Psychological Defence

Rationalisation

Constructing a logical-sounding justification for a decision you actually made for emotional or self-serving reasons.

Also known as: making excuses, post-hoc justification, explaining away

What it means

Rationalisation is the psychological defence mechanism of creating a reasonable-sounding explanation for a behaviour, decision, or belief that was actually driven by a less acceptable motive - emotion, self-interest, habit, or impulse. It’s not lying, exactly, because the person doing it usually believes their own explanation. The rationalisation feels like genuine reasoning. That’s what makes it so effective.

The process typically works backwards. You make a decision - quickly, emotionally, intuitively - and then your brain constructs a logical justification for it after the fact. The justification isn’t the cause of the decision; it’s the cover story. But because it arrives so seamlessly, you experience it as the reason rather than the rationalisation.

This is a deeply human process. Our brains are narration machines - they need coherent stories about why we do what we do. When the real reason (“I wanted it” or “I was scared” or “I couldn’t be bothered”) doesn’t fit our self-image, the narration machine produces something that does. Rationalisation protects our sense of ourselves as rational, principled, and consistent - even when our behaviour is none of those things.

In the real world

Consumer behaviour runs on rationalisation. You buy an expensive coat because you want it. The rationalisation follows immediately: “It’s an investment piece.” “Cost per wear will be really low.” “I need a good coat for work.” Each justification sounds reasonable. None of them is the actual reason you clicked “buy now.”

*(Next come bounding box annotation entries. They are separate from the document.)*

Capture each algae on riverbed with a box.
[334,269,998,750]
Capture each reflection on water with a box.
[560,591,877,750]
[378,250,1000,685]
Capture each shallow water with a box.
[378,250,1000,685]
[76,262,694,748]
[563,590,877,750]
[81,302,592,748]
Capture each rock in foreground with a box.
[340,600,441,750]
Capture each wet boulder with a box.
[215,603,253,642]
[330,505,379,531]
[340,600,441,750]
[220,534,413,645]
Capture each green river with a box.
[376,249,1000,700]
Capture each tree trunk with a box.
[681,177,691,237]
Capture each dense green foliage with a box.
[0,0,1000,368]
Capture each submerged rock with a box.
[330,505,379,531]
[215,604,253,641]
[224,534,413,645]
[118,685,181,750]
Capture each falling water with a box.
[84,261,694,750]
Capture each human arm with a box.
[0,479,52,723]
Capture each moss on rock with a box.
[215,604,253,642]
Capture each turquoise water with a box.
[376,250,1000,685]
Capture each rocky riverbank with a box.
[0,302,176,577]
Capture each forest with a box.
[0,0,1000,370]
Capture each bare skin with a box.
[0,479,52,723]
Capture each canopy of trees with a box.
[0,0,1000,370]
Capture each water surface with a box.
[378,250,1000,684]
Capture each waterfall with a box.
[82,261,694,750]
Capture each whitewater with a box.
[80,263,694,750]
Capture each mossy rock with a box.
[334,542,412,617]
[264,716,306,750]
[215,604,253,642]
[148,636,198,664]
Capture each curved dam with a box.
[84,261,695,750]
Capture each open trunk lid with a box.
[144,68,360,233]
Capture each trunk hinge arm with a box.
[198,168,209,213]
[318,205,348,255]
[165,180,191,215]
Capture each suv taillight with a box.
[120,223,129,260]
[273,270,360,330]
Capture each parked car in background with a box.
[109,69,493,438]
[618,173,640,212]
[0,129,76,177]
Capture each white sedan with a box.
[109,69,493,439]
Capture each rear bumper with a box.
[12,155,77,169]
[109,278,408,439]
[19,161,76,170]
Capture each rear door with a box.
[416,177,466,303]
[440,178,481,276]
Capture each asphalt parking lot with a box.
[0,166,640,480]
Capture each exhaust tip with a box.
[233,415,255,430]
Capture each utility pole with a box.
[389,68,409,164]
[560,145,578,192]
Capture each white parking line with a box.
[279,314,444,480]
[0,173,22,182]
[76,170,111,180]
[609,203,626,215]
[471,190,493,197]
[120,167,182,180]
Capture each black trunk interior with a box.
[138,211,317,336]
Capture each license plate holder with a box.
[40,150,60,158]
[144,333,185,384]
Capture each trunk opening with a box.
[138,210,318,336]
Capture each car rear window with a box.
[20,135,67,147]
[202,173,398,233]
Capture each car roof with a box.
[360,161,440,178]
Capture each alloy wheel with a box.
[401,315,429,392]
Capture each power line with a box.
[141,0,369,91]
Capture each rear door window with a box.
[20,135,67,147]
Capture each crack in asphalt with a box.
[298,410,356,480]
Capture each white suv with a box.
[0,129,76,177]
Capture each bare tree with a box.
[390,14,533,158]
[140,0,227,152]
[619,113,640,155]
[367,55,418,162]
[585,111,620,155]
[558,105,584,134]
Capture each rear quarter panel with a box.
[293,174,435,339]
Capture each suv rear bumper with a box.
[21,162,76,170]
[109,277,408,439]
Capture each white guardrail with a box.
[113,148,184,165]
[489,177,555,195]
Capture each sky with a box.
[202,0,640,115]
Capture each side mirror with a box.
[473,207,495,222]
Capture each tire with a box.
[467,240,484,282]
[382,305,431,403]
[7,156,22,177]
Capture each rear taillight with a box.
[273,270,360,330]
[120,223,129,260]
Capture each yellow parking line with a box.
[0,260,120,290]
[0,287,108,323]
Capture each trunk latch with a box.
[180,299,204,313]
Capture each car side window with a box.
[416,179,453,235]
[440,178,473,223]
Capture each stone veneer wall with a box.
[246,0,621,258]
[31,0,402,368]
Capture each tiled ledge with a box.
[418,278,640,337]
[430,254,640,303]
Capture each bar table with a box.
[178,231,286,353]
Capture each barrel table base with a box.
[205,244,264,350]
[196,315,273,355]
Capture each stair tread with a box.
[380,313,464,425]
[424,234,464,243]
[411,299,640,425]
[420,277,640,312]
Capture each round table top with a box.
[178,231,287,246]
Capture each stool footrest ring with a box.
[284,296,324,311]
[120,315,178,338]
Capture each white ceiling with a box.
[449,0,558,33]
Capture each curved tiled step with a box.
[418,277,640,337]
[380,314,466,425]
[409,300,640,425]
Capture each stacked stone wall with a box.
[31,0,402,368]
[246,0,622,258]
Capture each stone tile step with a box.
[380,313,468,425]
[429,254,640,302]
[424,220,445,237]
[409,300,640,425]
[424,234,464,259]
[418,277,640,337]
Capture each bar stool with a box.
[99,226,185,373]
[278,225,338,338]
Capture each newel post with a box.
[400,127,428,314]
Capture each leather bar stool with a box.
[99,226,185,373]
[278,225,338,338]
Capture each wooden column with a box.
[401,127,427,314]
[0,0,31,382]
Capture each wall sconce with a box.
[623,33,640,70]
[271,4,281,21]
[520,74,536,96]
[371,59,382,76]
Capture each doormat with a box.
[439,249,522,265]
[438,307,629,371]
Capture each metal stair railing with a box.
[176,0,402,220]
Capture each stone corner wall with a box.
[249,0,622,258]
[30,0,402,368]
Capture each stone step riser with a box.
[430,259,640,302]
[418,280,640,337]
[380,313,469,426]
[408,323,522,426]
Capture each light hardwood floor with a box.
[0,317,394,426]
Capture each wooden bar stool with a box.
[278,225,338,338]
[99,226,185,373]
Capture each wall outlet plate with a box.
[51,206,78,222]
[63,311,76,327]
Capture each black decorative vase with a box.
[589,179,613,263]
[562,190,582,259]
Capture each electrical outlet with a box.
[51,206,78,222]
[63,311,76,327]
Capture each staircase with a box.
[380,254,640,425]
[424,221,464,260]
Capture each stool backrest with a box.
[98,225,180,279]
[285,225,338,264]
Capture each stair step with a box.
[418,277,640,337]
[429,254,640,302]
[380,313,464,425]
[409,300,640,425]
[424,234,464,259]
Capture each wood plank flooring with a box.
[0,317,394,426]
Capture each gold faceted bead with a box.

In relationships, rationalisation often protects us from uncomfortable truths. Someone stays in a relationship that makes them unhappy, and the reasons multiply: “All relationships have rough patches.” “They’re going through a hard time.” “Nobody’s perfect.” Each reason is plausible. Together, they form a wall that prevents the harder question - “Is this actually working?” - from being asked.

In organisations, rationalisation is how bad decisions survive scrutiny. A project that should have been cancelled months ago is kept alive with rationalisations: “We’ve learned a lot.” “The fundamentals are sound.” “We just need to pivot the approach.” Each statement might even be true. But their function isn’t analytical - it’s protective. They exist to prevent someone from having to say “this was a mistake.”

How to spot it

When your explanation for a decision sounds suspiciously tidy and logical - especially a decision you made quickly or emotionally - check whether the reasoning came before or after the choice. If you decided first and found the justification later, that's rationalisation.

The thought to hold onto

The reasons you give for your decisions and the reasons you made them are often two entirely different things.